# Odd sighting...



## J. S. Bach (Sep 20, 2015)

...in a friend's Chessie System based HO layout:







I did say Chessie System based:


And for some reason the Queen heard about it and had her personal Manor Class 4-6-0 fired up, her private car prepared, and came over to see what was going on:


----------



## Big Ed (Jun 16, 2009)

He's has a Chessie locomotive addiction problem, he has it bad, huh? 
One they go that far I don't think there is a cure.

He will probably paint that to match the rest.


----------



## J. S. Bach (Sep 20, 2015)

Bad is not the word!! That is only his HO; his O (mainly three-rail) is expanding to fill its assigned room (Boyle's Law?) The UK stuff is mine, I took it over just to see how the Branchline equipment ran. His first comment: "Bachmann? It might make it around the layout once or twice, but....." After several trips as smoothly done as an Atlas; well, he was surprised.

Actually, I am thinking of painting an SD40T-2 in Freightliner colors; John Deere green and Cat yellow will do well for me. Oddly, the Athearn unassembled SD40T-2 that I found on ebay at the time that I was considering the job came from the UK! And for purchased less than some others (assembled and running) from here in the States.

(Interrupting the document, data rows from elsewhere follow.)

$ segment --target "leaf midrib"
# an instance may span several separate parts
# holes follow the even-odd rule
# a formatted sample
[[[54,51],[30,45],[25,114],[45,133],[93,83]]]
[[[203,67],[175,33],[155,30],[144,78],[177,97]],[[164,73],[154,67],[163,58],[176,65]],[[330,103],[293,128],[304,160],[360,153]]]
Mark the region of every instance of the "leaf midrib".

The second wall, there is a third out of view to the right:




One last view of an impossible "lash-up"  :


----------



## Cycleops (Dec 6, 2014)

And I thought I was addicted!


----------



## /6 matt (Jul 7, 2015)

**In a singsong voice** one of these things just doesn't belong here!


----------



## TGP (Sep 6, 2015)

Just wondering , of this layout is anywhere near, Charlotte, 
maybe try and visit while over at the LIonel open house, 

and 6 MATT, have you been to the Smokey Mountain RR. open houses at any time
thanks


----------



## J. S. Bach (Sep 20, 2015)

No, it is in Baltimore.


----------



## santafealltheway (Nov 27, 2012)

Holy crap! that pile of boxes tho.... wow..


----------



## Genetk44 (Feb 26, 2016)

J. S. Bach said:


> ...in a friend's Chessie System based HO layout:
> 
> 
> 
> ...



Sheds!!! Jolly good!!!


----------



## trainguru (Jun 28, 2011)

God Save the Queen!


----------